The Australian Communications Consumer Action Network is calling for urgent reforms as complaints to the Telecommunications Industry Ombudsman have risen by 28.7 percent in the six months to December 2017, compared to the same period the previous year.

The Australian telecoms consumer body said the TIO’s latest statistics reinforced the need for urgent industry action to put customers first.

“Continuing high numbers of complaints shine a spotlight on weak consumer protections that have existed in telecommunications for some time. This is upheld by the fact [that] complaint number increases are across the board in mobile, fixed line phones and broadband services,” said ACCAN CEO Teresa Corbin.

“Arguments about whether complaints are the responsibility of the wholesale provider (NBN) or retail service providers do not help consumers resolve these problems quickly. ACCAN strongly supports the new raft of ACMA rules that are badly needed – particularly the new complaint handling standard and complaints reporting rules,” she added.

“These will ensure more transparency about the number of complaints to retailers, not just those that are escalated to the Ombudsman,” Corbin said, “we urge the industry to positively embrace these initiatives. The new reporting regime and greater regulatory oversight of complaints handling has the potential to build more trust in the telco industry as a whole.”

While ACCAN emphasised its support for the new measures, it did say that further changes were needed.
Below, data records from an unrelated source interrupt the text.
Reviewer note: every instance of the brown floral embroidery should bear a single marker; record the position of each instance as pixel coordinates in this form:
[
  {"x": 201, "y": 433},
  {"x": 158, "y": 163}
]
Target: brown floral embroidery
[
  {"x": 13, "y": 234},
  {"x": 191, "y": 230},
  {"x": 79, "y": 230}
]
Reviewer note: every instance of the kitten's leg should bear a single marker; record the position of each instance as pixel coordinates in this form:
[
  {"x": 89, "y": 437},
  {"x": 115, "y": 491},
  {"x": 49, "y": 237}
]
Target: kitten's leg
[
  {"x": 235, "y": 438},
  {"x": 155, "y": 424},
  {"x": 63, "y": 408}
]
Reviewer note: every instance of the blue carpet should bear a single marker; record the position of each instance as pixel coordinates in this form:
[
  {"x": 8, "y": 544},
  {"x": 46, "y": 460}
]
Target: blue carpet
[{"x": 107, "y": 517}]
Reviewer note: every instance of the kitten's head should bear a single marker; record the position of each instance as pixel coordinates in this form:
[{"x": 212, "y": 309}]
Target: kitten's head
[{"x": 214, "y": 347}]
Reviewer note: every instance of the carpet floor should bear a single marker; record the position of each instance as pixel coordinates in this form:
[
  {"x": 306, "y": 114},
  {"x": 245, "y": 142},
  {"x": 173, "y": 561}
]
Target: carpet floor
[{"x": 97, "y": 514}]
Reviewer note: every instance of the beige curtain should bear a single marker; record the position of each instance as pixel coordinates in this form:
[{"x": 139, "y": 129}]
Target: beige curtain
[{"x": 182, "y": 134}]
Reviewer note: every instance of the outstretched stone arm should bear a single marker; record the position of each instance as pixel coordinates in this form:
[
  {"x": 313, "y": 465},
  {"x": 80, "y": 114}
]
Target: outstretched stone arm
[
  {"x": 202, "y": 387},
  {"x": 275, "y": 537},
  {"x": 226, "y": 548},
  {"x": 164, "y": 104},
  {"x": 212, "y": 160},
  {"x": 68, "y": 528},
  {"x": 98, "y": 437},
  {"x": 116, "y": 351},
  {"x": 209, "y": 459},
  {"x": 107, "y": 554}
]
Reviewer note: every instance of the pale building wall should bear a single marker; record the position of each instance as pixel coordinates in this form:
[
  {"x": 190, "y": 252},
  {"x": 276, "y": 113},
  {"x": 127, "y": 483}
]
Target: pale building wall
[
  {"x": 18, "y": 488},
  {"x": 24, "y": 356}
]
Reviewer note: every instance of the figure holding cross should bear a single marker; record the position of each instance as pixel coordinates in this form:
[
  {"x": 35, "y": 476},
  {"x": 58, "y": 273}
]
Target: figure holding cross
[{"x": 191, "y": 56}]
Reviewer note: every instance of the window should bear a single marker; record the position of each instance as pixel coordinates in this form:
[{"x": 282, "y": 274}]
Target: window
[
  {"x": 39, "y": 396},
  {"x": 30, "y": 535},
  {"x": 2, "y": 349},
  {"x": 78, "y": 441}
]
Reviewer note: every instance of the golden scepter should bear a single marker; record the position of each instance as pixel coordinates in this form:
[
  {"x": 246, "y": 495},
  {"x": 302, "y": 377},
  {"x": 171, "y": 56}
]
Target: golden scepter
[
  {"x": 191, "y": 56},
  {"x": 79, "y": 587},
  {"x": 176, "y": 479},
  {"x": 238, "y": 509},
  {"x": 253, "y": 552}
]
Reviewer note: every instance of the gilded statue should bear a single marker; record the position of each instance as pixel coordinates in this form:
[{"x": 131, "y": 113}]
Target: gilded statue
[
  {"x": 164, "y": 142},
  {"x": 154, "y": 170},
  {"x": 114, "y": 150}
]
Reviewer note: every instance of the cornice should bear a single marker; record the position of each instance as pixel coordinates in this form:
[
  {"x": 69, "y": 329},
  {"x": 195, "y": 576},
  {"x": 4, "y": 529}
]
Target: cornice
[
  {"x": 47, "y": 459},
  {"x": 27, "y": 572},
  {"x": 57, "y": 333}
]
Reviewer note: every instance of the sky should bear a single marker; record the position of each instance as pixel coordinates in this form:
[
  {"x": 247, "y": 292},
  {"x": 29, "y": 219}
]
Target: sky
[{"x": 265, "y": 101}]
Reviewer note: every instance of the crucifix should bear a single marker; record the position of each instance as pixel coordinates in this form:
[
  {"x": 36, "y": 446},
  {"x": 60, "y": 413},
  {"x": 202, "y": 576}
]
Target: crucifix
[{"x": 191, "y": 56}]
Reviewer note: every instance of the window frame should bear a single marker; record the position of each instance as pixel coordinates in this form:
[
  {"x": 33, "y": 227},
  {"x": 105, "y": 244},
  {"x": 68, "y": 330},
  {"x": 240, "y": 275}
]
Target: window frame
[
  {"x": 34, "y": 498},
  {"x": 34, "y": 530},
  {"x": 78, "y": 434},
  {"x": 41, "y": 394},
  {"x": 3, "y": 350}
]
“In addition to the new retail measures the government is currently working on, we’ve been calling for reform at a wholesale level, that guarantees timeframes for connections, fault repairs and appointment keeping by NBN, as well as reliability performance measures,” said Corbin. “Retailers can’t deliver good customer service without end to end network guarantees. The right rules have to apply at all levels of the delivery chain.”

ACCAN welcomed Minister Fifield’s announcement of the Terms of Reference for a Consumer Safeguards Review but urged the government to act post-haste.

“Telecommunications is an essential service; we can’t survive without our phone and internet services and we need to make sure the right consumer protection is in place across all levels of the industry to reflect our dependency on them,” said Corbin.